ITER Fusion Reactor On Track To Generating Power By 2028
ananyo writes "ITER, the multibillion-euro international nuclear-fusion experiment, is on track to generate power by 2028. But some of the science that was supposed to happen along the way is going to be dropped to keep the vision alive. The plans form the main thrust of recommendations by a 21-strong expert panel of international plasma scientists and ITER staff, convened to reassess the project's research plan in the light of the construction delays. The plans were discussed this week at a meeting of ITER's Science and Technology Advisory Committee. The meeting is the start of a year-long review by ITER to try to keep the experiment on track to generate 500 MW of power from an input of 50 MW by 2028, and so hit its target of attaining the so-called Q10, where power output is ten times input or more. ITER initially aims to produce a Q10 for a few seconds, and then for pulses of 300–500 seconds, and work up over the following decade to output ratios of 30 times more power out than in, with pulses lasting almost an hour. Eventually the aim is to develop steady-state plasmas, which will yield information relevant to industrial-scale fusion-power generation. It is experiments relating to the understanding of longer-pulse and steady-state ITER plasmas that are most likely to be delayed beyond 2028."
Fusion power has been 20 years away for something like 60 years now. It is progress that we're down to only 15 years away. Hopefully by 2053 we'll be down to just 10 years away.
I read the internet for the articles.
Here's an actual bit of steady progress in nuclear fusion which I happen to think is quite exciting, but cue the standard /. "it's not going to work because progress has been slow" armchair experts and smartass cunts in 5-4-3-2-1...

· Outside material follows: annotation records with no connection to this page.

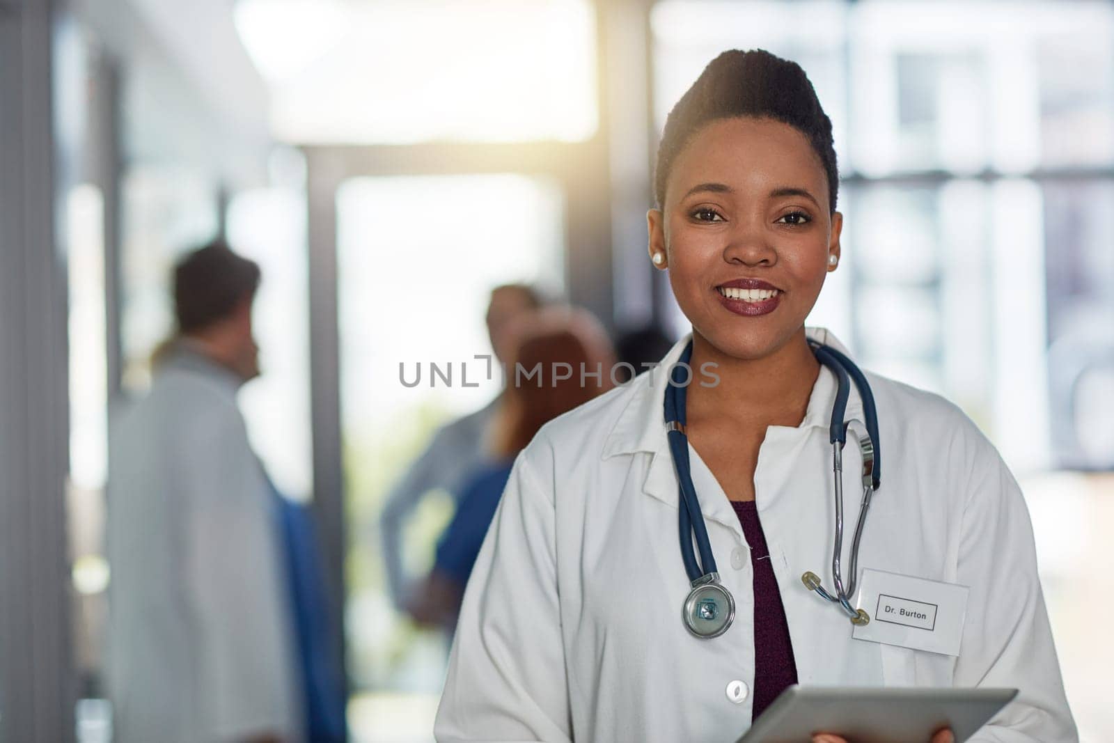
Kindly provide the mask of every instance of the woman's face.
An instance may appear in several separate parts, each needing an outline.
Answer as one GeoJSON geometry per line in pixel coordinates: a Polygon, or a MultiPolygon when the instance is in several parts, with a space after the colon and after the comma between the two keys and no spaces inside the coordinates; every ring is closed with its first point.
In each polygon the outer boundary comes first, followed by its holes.
{"type": "Polygon", "coordinates": [[[805,136],[751,117],[696,131],[647,221],[693,331],[737,359],[765,358],[803,327],[842,227],[805,136]]]}

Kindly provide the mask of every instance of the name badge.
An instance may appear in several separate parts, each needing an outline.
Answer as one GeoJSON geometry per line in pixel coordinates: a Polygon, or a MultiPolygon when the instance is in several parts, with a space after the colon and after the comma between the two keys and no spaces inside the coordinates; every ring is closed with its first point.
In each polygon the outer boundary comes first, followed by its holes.
{"type": "Polygon", "coordinates": [[[941,655],[959,655],[967,618],[967,586],[866,569],[856,608],[870,622],[851,633],[856,639],[899,645],[941,655]]]}

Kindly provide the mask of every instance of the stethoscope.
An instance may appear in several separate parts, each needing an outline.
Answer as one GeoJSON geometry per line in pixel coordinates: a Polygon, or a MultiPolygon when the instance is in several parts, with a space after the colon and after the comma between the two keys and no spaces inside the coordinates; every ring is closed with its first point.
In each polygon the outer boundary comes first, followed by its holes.
{"type": "MultiPolygon", "coordinates": [[[[874,408],[874,397],[862,371],[843,353],[836,349],[809,341],[809,348],[817,361],[827,366],[838,382],[836,402],[832,405],[830,440],[832,444],[832,472],[836,483],[836,538],[832,548],[832,577],[834,592],[828,592],[821,585],[820,577],[811,570],[801,576],[801,581],[809,590],[815,592],[822,598],[838,604],[840,609],[851,619],[851,624],[864,625],[870,616],[862,609],[851,606],[858,575],[859,542],[862,539],[862,527],[870,510],[870,498],[879,486],[880,457],[878,451],[878,412],[874,408]],[[843,446],[847,443],[849,428],[858,428],[851,422],[843,422],[847,412],[847,401],[851,394],[851,382],[854,382],[862,400],[862,412],[866,421],[866,432],[856,434],[859,449],[862,452],[862,505],[859,508],[859,522],[854,527],[854,539],[851,542],[851,579],[844,583],[841,566],[843,551],[843,446]]],[[[719,637],[727,630],[735,618],[735,599],[723,584],[715,568],[715,556],[707,538],[704,515],[701,512],[700,499],[693,486],[692,470],[688,463],[688,437],[685,433],[685,398],[692,372],[688,362],[692,360],[692,341],[685,346],[677,363],[670,370],[670,383],[665,388],[665,428],[670,440],[670,451],[673,465],[677,471],[677,482],[681,490],[681,505],[677,508],[677,526],[681,537],[681,557],[685,564],[685,573],[692,590],[685,598],[685,626],[697,637],[719,637]],[[693,550],[693,539],[700,551],[700,561],[693,550]]]]}

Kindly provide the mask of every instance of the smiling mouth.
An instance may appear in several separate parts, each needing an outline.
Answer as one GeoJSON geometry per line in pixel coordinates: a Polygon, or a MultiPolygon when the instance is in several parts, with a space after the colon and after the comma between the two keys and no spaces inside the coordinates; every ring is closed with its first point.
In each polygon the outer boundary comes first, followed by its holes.
{"type": "Polygon", "coordinates": [[[735,286],[716,286],[715,291],[729,300],[742,302],[765,302],[782,293],[778,289],[737,289],[735,286]]]}

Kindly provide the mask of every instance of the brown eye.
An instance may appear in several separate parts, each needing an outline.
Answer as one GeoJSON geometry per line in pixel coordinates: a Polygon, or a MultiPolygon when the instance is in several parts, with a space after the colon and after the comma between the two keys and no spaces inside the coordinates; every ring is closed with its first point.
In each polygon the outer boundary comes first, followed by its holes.
{"type": "Polygon", "coordinates": [[[693,218],[697,222],[723,222],[723,217],[715,209],[711,209],[706,206],[693,212],[693,218]]]}
{"type": "Polygon", "coordinates": [[[808,223],[812,222],[812,217],[810,217],[804,212],[790,212],[785,216],[783,216],[780,219],[778,219],[778,222],[780,224],[789,224],[789,225],[794,225],[795,226],[795,225],[803,225],[803,224],[808,224],[808,223]]]}

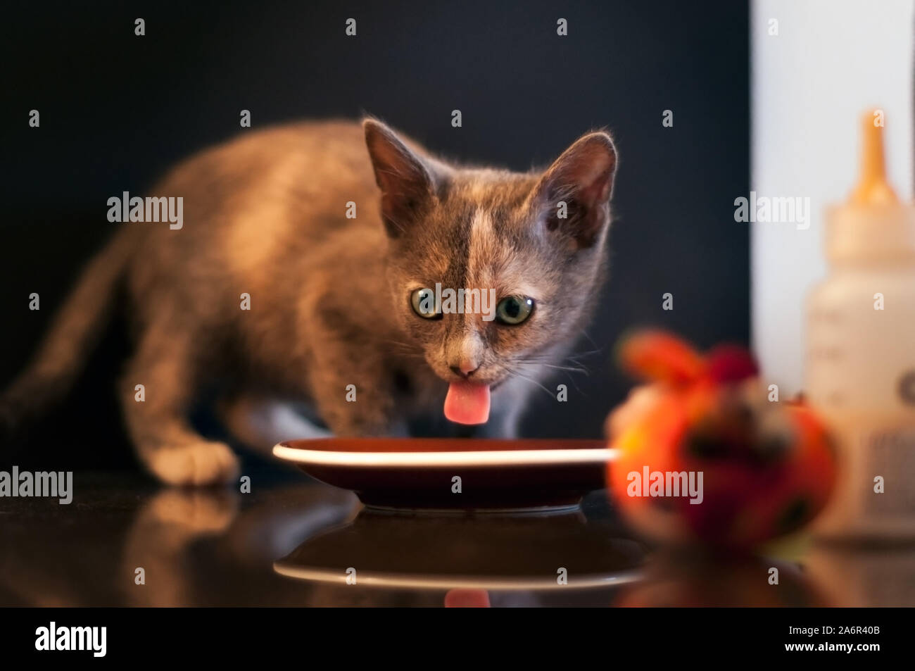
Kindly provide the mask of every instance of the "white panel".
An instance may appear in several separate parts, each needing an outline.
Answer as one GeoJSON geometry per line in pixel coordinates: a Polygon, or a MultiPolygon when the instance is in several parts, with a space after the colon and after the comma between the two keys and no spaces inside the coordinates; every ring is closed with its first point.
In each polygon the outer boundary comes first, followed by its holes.
{"type": "Polygon", "coordinates": [[[886,112],[890,180],[900,198],[912,196],[912,5],[753,2],[751,189],[809,197],[812,209],[807,230],[735,223],[753,227],[754,349],[785,395],[801,389],[802,301],[826,269],[823,211],[845,200],[855,180],[864,110],[886,112]],[[768,34],[770,19],[778,36],[768,34]]]}

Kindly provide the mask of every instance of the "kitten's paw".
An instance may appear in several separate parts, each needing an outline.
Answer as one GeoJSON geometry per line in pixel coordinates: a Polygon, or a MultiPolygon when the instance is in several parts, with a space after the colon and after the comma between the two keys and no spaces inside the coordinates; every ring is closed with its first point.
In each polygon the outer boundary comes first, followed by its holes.
{"type": "Polygon", "coordinates": [[[159,480],[173,485],[225,484],[239,473],[238,457],[228,445],[203,440],[160,448],[146,463],[159,480]]]}

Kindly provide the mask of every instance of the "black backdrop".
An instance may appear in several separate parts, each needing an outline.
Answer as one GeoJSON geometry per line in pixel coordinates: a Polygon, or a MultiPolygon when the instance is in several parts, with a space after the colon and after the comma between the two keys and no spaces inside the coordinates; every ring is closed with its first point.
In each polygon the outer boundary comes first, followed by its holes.
{"type": "MultiPolygon", "coordinates": [[[[588,330],[600,352],[569,401],[545,394],[529,436],[600,435],[630,381],[610,360],[625,328],[666,326],[702,346],[746,342],[748,10],[633,2],[23,4],[4,10],[0,314],[5,384],[112,233],[106,200],[143,193],[174,161],[253,127],[378,115],[434,151],[517,169],[607,126],[620,155],[612,267],[588,330]],[[134,21],[145,20],[145,37],[134,21]],[[344,34],[346,19],[358,35],[344,34]],[[556,20],[568,20],[568,36],[556,20]],[[28,112],[41,114],[28,126],[28,112]],[[452,128],[460,109],[463,127],[452,128]],[[673,126],[662,114],[673,112],[673,126]],[[672,292],[674,309],[662,309],[672,292]],[[28,295],[41,296],[29,311],[28,295]]],[[[303,176],[305,179],[305,176],[303,176]]],[[[129,467],[112,381],[116,325],[18,463],[129,467]]],[[[538,396],[535,395],[535,398],[538,396]]]]}

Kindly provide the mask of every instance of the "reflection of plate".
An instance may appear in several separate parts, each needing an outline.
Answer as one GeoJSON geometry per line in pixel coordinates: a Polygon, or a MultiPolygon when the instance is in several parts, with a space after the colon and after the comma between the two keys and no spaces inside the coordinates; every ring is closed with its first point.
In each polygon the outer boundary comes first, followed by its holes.
{"type": "Polygon", "coordinates": [[[363,510],[274,564],[302,580],[386,588],[533,590],[612,587],[640,577],[640,544],[580,512],[404,515],[363,510]],[[561,571],[565,569],[565,571],[561,571]],[[564,573],[567,583],[557,579],[564,573]],[[351,580],[351,579],[350,579],[351,580]]]}
{"type": "Polygon", "coordinates": [[[337,438],[289,440],[274,454],[366,505],[517,510],[577,505],[604,486],[614,452],[602,440],[337,438]]]}

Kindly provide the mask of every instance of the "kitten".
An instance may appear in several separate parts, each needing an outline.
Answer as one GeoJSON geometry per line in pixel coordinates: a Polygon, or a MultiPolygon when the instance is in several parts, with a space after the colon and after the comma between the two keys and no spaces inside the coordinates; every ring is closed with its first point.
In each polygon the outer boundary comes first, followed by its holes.
{"type": "Polygon", "coordinates": [[[187,417],[208,385],[242,434],[252,410],[274,428],[298,417],[274,400],[309,404],[337,435],[390,434],[443,412],[479,423],[491,390],[486,429],[511,436],[544,364],[568,353],[593,306],[616,163],[596,132],[542,173],[456,166],[374,119],[281,126],[203,151],[154,191],[183,198],[183,227],[114,224],[0,417],[64,393],[123,287],[136,336],[124,414],[165,482],[236,477],[231,450],[187,417]],[[496,307],[446,313],[436,284],[493,289],[496,307]]]}

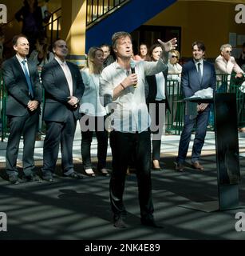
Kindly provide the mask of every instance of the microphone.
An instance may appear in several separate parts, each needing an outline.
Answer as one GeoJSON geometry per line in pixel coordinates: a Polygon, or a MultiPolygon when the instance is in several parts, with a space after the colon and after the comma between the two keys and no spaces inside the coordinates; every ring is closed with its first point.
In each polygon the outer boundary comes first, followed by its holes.
{"type": "MultiPolygon", "coordinates": [[[[135,74],[135,62],[132,59],[130,60],[130,68],[131,68],[131,73],[135,74]]],[[[133,88],[136,88],[137,84],[133,86],[133,88]]]]}

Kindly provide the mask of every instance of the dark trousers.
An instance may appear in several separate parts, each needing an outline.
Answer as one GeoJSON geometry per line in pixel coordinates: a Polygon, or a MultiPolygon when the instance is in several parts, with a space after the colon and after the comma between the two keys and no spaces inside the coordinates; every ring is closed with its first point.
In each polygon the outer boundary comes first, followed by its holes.
{"type": "MultiPolygon", "coordinates": [[[[105,129],[105,117],[93,117],[86,116],[87,126],[89,122],[92,122],[94,129],[88,130],[86,131],[81,130],[81,151],[82,157],[82,163],[84,168],[92,168],[91,163],[91,142],[93,139],[93,130],[95,130],[96,137],[97,139],[97,170],[101,170],[106,167],[106,156],[107,156],[107,147],[108,147],[108,131],[105,129]],[[98,127],[98,123],[101,124],[101,127],[98,127]],[[103,126],[103,127],[102,127],[103,126]]],[[[85,115],[83,114],[81,120],[85,120],[85,115]]],[[[83,126],[82,123],[80,126],[83,126]]]]}
{"type": "Polygon", "coordinates": [[[45,122],[46,135],[43,145],[43,175],[53,173],[61,143],[63,173],[69,175],[74,171],[73,163],[73,144],[77,120],[72,111],[65,122],[45,122]]]}
{"type": "Polygon", "coordinates": [[[38,117],[37,110],[22,117],[8,117],[10,130],[6,148],[6,168],[9,176],[18,175],[16,162],[22,134],[24,142],[22,158],[24,174],[29,176],[34,171],[34,154],[38,117]]]}
{"type": "Polygon", "coordinates": [[[152,134],[152,160],[160,160],[161,136],[165,125],[165,100],[155,101],[153,104],[151,104],[149,109],[152,119],[150,130],[152,134]]]}
{"type": "Polygon", "coordinates": [[[178,163],[184,163],[188,151],[189,143],[192,137],[192,131],[196,123],[196,134],[192,152],[192,162],[198,161],[204,144],[210,113],[210,106],[198,114],[197,117],[190,119],[189,115],[184,116],[184,128],[179,144],[179,153],[177,157],[178,163]]]}
{"type": "Polygon", "coordinates": [[[110,133],[113,154],[113,173],[110,180],[110,201],[114,218],[126,214],[123,202],[125,175],[132,146],[136,146],[136,169],[138,181],[139,201],[141,218],[152,218],[154,211],[152,198],[150,172],[150,132],[130,134],[118,131],[110,133]]]}

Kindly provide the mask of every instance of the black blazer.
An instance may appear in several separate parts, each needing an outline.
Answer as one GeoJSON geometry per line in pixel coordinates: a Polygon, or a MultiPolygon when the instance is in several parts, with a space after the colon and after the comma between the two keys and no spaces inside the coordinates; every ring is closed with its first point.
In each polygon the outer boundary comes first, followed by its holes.
{"type": "MultiPolygon", "coordinates": [[[[164,78],[165,78],[165,97],[166,97],[166,110],[170,111],[170,106],[168,100],[168,90],[167,90],[167,75],[168,75],[168,69],[167,68],[164,71],[163,71],[164,78]]],[[[156,75],[147,76],[146,80],[148,84],[148,95],[146,98],[146,103],[148,105],[149,103],[154,103],[156,102],[156,96],[157,94],[157,87],[156,87],[156,75]]]]}
{"type": "Polygon", "coordinates": [[[214,65],[204,61],[202,81],[199,80],[197,70],[193,60],[183,66],[181,74],[181,89],[184,98],[192,96],[196,91],[208,87],[215,90],[216,75],[214,65]]]}
{"type": "MultiPolygon", "coordinates": [[[[79,100],[83,95],[85,86],[78,66],[66,62],[73,78],[73,95],[79,100]]],[[[74,118],[77,120],[79,104],[74,108],[67,103],[70,96],[69,85],[65,74],[56,59],[42,67],[41,81],[45,89],[45,105],[43,119],[45,121],[65,122],[69,111],[73,111],[74,118]]]]}
{"type": "MultiPolygon", "coordinates": [[[[41,102],[42,89],[36,65],[28,61],[28,69],[32,82],[34,100],[41,102]]],[[[29,110],[27,104],[31,99],[24,71],[16,56],[2,63],[2,75],[7,90],[6,115],[23,116],[29,110]]],[[[37,110],[38,110],[38,108],[37,110]]]]}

Drill baby drill - on Mars
The problem with the ITER approach is that the commercial reactor types based on it will cost too much to compete with traditional nuclear and coal. As It's based on a GIGANTIC no-financial-holds-barred approach.
The smaller approaches like LPP, General fusion, TriAlpha and whatever they're called nowdays that have shoestring to moderate budget will likely not only succeed to produce viable fusion energy sooner, they'll do so much cheaper too.
According to wikipedia they are planning to use Deuterium-Tritium fusion reaction which makes the majority of energy through high speed neutrons: D-T reaction, which are notoriously difficult to extract energy from. Letting the neutrons bombard a stainless steel shell, which gets hot, heats water, turns a turbine, is the standard way to do things, but the steel shell becomes brittle and radioactive pretty quickly. I hope this actually solves something rather than simply being another method to use more exotic fuel, and reactor equipment, to produce radioactive results along with power.
Fusion! The energy of the Future and always will be!
And only if you're a spherical cow in a vacuum.
"Fusion! The energy of the Future and always will be!"
Haha. That's good.
While I don't believe "It always will be", it is true that if past projections had been accurate, we would have had large-scale fusion power 30 years ago or more.
I'll believe THIS projection when they can achieve true break-even: when ELECTRICAL output exceeds all inputs (which includes all advance fuel acquisition and processing, etc.). So far nobody has come close to that. Until they do, this is still a pipe dream.
Can scientific breakthroughs really be scheduled?
No, but engineering ones can be estimated pretty well. The basic principles are well understood. All that's left is building and fine-tuning. It's not like this is the first tokamak reactor we've built (see, e.g., JET & Tore Supra), and we're already planning DEMO to follow ITER as a sustained, continuous reactor. ITER is just a testbed for technologies needed to make a real reactor, like materials to resist damage from neutron emissions (in conjunction with work at IFMIF), plasma heating & vessel cooling, and a variety of other supporting technologies. ITER won't even have a way to generate power from the steam it produces. That's DEMO's job.
If it's for-profit but free, you're not the customer -- you're the product (e.g., the Slashdot Beta's "audience").
So there is a clear path to actually producing energy with nuclear fusion? It has been theoretically possible for many decades, but the devil is usually in the details. I'm glad to hear that I will have my flying car soon!
Great if you can build one, but can you build one that produces power that is cheaper than nuclear fission, solar, wind, etc?
The law is a weapon of the government, not a protection for the likes of you. Surely you understand that.
I mean, fusion power, when and if it ever works, will be beyond nifty, however, the world has quite a bit of inexpensive thorium, working plants have already been built in the USA and are currently being build in China and India. Moreover, thorium fission, since it won't continue unless actively driven by a fissile material, is inherently safer. Meltdowns are essentially impossible.
Could someone please tell me what I'm missing here? It's not that I'm against R&D or fusion power, per se. I'm just not sure what the point of emphasizing fusion power technology is compared to thorium.
Please do not read this sig. Thank you.